The functionality is best described as the quote from the proposal:

The constexpr specifier applied to a function or member function indicates that a call to that function might be valid in a context requiring a constant-expression. It does not require that every such call be a constant-expression. Sometimes, however, we want to express that a function should always produce a constant when called (directly or indirectly), and a non-constant result should produce an error. Such a function is called an immediate function.

See example below:

consteval int sum(int a, int b) {
  return a + b;

constexpr int sum_c(int a, int b) {
    return a + b;

int main() {
    constexpr auto c = sum(100, 100);
    static_assert(c == 200);

    constexpr auto val = 10;
    static_assert(sum(val, val) == 2*val);

    int a = 10;
    int b = sum_c(a, 10); // fine with constexpr function

    // int d = sum(a, 10); // error! the value of 'a' is 
                           // not usable in a constant expression

See @Compiler Explorer.

Immediate functions can be seen as an alternative to function-style macros. They might not be visible in the debugger (inlined)

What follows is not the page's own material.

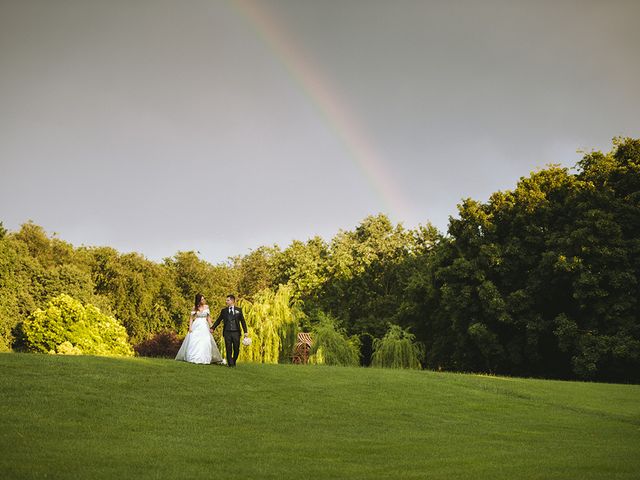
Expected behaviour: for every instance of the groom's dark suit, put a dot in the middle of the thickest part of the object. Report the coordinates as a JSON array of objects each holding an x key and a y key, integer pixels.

Additionally, while we can declare a constexpr variable, there’s no option to declare a consteval variable.

// consteval int some_important_constant = 42; // error

Declaring such variables required complicated definitions in the Standard for limited use cases, so this extension wasn’t added into the language.

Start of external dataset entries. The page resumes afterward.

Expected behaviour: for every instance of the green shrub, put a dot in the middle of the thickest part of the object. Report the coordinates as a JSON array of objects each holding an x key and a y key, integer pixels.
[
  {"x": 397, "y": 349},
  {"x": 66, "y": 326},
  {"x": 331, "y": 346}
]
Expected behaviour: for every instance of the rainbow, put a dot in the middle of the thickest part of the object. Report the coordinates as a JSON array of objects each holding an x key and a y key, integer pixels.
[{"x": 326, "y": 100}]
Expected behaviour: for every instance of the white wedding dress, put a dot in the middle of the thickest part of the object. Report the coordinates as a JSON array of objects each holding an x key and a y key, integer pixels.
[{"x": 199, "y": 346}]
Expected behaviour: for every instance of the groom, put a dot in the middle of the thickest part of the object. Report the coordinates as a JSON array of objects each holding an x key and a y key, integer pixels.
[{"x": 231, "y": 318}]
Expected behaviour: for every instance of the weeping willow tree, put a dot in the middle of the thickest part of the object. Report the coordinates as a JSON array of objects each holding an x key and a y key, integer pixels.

Read more in the proposal P1073


There’s also another keyword that got into C++20 and starts with const. It’s constinit. While it’s a longer topic, I’d like to explain the main difference between those new keywords briefly,

In short, constinit allows us to declare a static storage duration variable that must be static initialized - i.e. zero initialization or constant initialization. This allows to avoid the static initialization order fiasco scenarios - see here: C++ FAQ.

See this basic example:

// init at compile time
constinit int global = 42;

int main() {
    // but allow to change later...
    global = 100;

Play @Compiler Explorer.

And see more c++ - What is constinit in C++20? - Stack Overflow.

The Standard Library  

Let’s now see some of the Standard Library changes.

11. Math Constants  

A new header <numbers> with a modern way to get most of common constants:

namespace std::numbers {
  template<class T> inline constexpr T e_v          = /* unspecified */;
  template<class T> inline constexpr T log2e_v      = /* unspecified */;
  template<class T> inline constexpr T log10e_v     = /* unspecified */;
  template<class T> inline constexpr T pi_v         = /* unspecified */;
  template<class T> inline constexpr T inv_pi_v     = /* unspecified */;
  template<class T> inline constexpr T inv_sqrtpi_v = /* unspecified */;
  template<class T> inline constexpr T ln2_v        = /* unspecified */;
  template<class T> inline constexpr T ln10_v       = /* unspecified */;
  template<class T> inline constexpr T sqrt2_v      = /* unspecified */;
  template<class T> inline constexpr T sqrt3_v      = /* unspecified */;
  template<class T> inline constexpr T inv_sqrt3_v  = /* unspecified */;
  template<class T> inline constexpr T egamma_v     = /* unspecified */;
  template<class T> inline constexpr T phi_v        = /* unspecified */;

Those numbers are variable templates, but there are also helper inline constexpr variables like:

inline constexpr double pi = pi_v<double>;

Simple demo:

#include <numbers>
#include <iostream>

int main() {
    std::cout << std::numbers::pi << '\n';
    using namespace std::numbers;
    std::cout << pi_v<float> << '\n';

Play @Compiler Explorer.

Read more in P0631 and at Cppreference.

12. More constexpr in the Library  

C++20 improved the language rules for constexpr but then the Standard Library also took those features and added them to library types. For example:

  • constexpr std::complex
  • constexpr algorithms P0202
  • Making std::vector constexpr - P1004
  • Making std::string constexpr - P0980

With all of the support, we can write the following code that calculates the number of words in a string literal, all at compile time:

#include <vector>
#include <string>
#include <algorithm>

constexpr std::vector<std::string> 
split(std::string_view strv, std::string_view delims = " ") {
    std::vector<std::string> output;
    size_t first = 0;

    while (first < strv.size()) {
        const auto second = strv.find_first_of(delims, first);

        if (first != second)
            output.emplace_back(strv.substr(first, second-first));

        if (second == std::string_view::npos)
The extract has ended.